Okay, I will be a little more specific.
With the .bai file you can randomly access any position in a BAM file. The goal is to access the region that contains reads unmapped.
samtools view -f 4 input.bam will produce reads unmapped, but if its mate is mapped to a specific chromosome, these reads are "aligned" to a chromosome, i.e. they have a rname and a position.
I want to try and access those reads that do not contain a rname.

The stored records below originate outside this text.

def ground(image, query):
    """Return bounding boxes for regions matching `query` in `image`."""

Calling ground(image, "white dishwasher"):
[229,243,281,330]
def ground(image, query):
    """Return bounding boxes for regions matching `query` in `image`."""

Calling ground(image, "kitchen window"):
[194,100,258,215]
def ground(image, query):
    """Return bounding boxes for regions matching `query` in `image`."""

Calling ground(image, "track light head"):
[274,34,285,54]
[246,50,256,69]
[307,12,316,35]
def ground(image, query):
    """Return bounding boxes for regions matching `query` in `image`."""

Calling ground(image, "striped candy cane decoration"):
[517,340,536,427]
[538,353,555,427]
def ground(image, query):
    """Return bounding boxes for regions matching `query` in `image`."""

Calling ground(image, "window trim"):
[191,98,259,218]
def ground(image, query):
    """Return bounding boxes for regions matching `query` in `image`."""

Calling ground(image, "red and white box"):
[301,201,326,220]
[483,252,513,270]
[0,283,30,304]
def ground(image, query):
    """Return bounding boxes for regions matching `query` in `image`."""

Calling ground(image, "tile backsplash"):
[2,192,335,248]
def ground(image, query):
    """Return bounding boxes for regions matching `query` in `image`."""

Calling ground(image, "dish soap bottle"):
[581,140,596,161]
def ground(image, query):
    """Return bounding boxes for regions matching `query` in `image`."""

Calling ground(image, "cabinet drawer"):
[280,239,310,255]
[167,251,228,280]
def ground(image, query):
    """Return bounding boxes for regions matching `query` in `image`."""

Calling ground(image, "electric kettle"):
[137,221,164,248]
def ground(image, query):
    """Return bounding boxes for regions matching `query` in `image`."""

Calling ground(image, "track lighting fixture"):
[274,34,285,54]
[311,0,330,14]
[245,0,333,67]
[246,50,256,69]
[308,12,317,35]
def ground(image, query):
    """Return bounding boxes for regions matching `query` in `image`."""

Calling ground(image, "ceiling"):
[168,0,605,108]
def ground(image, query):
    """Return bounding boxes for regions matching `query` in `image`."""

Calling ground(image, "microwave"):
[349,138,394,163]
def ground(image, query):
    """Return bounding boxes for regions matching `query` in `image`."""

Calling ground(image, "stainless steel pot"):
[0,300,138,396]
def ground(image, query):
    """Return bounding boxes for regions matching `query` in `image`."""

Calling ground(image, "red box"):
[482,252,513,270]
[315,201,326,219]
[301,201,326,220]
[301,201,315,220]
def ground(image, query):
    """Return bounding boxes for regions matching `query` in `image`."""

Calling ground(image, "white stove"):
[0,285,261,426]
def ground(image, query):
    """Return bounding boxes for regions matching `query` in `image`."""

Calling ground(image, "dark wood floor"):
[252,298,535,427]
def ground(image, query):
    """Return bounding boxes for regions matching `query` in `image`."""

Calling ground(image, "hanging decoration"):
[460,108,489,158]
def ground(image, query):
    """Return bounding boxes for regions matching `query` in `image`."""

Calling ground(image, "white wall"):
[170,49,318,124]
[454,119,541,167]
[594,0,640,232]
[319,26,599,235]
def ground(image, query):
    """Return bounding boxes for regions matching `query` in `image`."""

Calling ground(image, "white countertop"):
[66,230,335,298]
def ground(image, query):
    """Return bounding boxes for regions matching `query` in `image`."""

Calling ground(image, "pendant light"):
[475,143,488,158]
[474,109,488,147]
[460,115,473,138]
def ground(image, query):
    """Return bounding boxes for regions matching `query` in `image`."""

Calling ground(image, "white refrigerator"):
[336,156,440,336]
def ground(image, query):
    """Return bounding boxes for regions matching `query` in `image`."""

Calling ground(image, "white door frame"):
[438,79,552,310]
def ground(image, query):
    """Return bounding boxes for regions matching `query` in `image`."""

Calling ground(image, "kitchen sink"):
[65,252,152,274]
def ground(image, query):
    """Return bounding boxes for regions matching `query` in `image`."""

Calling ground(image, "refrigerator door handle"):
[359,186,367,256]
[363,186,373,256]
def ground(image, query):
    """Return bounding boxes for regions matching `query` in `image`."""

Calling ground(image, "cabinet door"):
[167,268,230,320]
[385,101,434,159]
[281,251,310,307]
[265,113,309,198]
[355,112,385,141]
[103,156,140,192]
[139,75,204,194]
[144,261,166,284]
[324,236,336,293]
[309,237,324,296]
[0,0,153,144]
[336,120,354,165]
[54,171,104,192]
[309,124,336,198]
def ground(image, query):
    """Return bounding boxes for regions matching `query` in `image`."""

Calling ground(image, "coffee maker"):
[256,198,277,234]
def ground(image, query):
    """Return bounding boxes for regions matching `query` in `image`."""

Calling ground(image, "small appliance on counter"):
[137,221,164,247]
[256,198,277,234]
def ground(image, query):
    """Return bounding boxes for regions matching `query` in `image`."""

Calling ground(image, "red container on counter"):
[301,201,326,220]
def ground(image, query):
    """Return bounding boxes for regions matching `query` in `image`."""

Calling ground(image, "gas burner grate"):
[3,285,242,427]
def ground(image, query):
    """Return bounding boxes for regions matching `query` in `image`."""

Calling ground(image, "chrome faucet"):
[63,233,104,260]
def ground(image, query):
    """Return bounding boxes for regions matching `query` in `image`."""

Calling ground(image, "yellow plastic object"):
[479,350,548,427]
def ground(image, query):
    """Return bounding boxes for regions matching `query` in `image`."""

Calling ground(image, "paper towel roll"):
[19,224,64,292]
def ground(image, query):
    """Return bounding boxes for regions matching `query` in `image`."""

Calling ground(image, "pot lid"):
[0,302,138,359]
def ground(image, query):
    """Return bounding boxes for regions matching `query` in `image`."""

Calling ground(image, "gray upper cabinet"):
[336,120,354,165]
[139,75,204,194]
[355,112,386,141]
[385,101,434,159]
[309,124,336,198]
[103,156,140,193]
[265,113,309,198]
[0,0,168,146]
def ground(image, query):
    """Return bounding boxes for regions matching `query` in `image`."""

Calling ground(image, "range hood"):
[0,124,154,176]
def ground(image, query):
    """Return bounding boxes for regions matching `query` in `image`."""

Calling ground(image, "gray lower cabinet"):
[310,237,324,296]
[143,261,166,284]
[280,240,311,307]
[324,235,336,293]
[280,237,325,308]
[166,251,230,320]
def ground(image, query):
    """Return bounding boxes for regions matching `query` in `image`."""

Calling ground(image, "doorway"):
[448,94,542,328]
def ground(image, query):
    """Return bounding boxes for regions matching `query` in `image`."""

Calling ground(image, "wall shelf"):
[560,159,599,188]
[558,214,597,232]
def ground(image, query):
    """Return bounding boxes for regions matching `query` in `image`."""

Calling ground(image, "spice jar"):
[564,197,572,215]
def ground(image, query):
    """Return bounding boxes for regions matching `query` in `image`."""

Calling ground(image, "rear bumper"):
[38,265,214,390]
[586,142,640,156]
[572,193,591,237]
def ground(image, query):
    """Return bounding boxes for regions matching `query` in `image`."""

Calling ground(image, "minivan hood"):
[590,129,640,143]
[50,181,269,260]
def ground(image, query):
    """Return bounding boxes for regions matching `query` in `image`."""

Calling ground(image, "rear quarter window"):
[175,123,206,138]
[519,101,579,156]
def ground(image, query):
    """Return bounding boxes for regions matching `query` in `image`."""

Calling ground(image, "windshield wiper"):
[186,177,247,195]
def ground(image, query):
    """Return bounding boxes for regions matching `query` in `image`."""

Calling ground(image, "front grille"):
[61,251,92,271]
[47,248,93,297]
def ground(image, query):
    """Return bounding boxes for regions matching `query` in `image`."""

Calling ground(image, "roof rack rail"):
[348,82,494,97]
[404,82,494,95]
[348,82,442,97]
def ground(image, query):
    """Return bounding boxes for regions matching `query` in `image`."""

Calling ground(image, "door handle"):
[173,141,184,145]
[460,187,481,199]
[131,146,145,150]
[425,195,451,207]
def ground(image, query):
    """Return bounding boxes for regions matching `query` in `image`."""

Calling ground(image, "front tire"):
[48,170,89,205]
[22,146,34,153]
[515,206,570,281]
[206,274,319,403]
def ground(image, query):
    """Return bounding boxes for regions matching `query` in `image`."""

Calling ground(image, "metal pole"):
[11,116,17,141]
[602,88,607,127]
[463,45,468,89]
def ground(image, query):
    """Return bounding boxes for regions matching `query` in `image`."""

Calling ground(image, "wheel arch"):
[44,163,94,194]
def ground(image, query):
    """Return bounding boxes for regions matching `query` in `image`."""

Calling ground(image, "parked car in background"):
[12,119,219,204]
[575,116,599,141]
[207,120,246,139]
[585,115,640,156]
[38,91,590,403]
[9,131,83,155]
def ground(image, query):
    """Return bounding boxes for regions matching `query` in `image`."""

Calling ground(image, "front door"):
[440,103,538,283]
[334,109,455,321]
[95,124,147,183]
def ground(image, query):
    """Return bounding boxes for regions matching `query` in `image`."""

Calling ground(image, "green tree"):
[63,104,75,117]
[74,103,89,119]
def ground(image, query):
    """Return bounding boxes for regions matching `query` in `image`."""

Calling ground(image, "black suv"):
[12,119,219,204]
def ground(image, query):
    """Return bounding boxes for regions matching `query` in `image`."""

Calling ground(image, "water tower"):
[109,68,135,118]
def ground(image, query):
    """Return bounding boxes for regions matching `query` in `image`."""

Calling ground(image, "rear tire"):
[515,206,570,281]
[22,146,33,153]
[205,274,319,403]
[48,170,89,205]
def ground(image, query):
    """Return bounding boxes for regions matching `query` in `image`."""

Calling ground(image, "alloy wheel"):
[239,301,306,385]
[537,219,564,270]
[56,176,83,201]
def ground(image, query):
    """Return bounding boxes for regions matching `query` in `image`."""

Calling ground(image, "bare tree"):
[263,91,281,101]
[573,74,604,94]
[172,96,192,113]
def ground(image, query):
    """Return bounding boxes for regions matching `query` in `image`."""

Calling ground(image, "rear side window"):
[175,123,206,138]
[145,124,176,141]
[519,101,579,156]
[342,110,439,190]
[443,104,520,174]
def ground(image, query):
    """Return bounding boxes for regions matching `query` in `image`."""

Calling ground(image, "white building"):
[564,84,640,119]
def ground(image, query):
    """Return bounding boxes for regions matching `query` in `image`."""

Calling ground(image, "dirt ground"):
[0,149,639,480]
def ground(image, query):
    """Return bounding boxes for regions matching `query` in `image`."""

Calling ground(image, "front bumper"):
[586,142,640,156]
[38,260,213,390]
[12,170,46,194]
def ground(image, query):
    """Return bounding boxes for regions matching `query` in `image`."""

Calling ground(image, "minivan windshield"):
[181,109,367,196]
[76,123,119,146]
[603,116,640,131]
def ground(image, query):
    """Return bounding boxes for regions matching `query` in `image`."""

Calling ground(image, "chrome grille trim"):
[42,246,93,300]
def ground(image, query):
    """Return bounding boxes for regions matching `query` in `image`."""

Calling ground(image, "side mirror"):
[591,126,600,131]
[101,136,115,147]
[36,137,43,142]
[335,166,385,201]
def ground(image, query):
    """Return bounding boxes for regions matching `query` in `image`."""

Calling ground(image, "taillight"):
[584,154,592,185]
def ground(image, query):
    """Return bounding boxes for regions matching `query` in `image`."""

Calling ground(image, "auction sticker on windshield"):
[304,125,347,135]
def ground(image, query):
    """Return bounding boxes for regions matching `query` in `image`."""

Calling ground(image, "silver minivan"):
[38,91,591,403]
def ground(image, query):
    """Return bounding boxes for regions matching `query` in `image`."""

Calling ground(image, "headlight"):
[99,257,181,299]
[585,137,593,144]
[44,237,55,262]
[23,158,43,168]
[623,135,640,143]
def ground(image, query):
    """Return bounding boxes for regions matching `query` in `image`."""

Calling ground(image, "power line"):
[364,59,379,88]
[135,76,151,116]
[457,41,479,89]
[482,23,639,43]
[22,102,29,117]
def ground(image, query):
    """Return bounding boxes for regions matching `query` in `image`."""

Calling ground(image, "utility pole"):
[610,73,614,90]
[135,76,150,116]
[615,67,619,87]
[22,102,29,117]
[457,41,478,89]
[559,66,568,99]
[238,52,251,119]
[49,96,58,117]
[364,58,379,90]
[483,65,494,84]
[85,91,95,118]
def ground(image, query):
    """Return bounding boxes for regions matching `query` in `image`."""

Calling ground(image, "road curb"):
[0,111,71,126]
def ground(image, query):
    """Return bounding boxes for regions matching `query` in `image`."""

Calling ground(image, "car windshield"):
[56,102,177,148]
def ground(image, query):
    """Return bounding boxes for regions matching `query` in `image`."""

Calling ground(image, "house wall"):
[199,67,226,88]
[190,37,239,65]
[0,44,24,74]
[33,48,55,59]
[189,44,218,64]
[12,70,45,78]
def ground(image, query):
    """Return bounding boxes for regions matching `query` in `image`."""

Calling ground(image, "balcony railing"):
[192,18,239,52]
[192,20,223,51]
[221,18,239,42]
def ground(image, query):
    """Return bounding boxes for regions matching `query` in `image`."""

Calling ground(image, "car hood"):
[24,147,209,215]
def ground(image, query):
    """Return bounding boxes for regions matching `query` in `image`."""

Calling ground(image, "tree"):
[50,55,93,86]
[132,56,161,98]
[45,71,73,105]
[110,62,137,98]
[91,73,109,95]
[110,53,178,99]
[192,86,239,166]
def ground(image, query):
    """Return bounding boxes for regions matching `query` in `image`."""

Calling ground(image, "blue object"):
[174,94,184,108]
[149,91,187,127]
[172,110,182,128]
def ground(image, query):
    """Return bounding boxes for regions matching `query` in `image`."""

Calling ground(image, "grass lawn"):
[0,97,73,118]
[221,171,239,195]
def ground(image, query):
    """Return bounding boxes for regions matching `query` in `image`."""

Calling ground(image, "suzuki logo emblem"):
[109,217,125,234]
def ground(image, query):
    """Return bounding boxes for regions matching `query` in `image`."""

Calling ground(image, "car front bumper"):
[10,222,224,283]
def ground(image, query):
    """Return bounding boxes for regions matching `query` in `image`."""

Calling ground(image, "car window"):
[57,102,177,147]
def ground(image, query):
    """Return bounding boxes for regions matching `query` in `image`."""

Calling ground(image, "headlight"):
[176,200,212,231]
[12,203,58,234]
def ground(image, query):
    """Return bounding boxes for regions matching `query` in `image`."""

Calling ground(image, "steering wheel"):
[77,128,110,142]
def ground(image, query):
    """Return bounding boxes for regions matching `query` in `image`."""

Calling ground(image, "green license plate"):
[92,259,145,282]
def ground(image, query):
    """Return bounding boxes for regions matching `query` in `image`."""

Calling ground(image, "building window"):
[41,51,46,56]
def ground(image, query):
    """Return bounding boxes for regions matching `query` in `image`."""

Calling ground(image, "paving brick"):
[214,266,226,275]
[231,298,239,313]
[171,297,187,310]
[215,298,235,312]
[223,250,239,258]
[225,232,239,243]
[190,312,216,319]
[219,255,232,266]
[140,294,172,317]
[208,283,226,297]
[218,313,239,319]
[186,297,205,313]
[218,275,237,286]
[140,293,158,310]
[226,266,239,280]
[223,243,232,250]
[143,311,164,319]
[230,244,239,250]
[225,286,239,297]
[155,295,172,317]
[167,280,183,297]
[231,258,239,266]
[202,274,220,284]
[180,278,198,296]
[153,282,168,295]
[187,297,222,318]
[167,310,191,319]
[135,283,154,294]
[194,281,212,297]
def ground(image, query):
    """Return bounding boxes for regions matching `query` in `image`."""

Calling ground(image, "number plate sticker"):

Yes they will not be aligned (i.e. -f 4) but the set of reads that I want wont include those that have a rname.
samtools idxstats input.bam
chrUn_gl000241 ? ? ?
chrUn_gl000242 ? ? ?
chrUn_gl000243 ? ? ?
chrUn_gl000244 ? ? ?
chrUn_gl000245 ? ? ?
chrUn_gl000246 ? ? ?
chrUn_gl000247 ? ? ?
chrUn_gl000248 ? ? ?
chrUn_gl000249 ? ? ?
* ? ? ? <--------------------------------------I WANT THIS
I want to access the last region (i.e. the reads that do not contain a rname).
samtools view input.bam '*' doesn't work. These are always located at the end of a BAM file, so it seems inefficient to run throught a BAM file to just grab these reads (i.e. I want the random access if possible).
Let me know if this makes sense.
(Additional comments: In a sorted bam file all the paired reads with both read and its pair unmapped will be moved to the bottom of the bam file. The user asked if there is any fast way to access those reads directly without going through the whole bam file. The samtools command "samtools view -f 12 input.bam" takes too long.)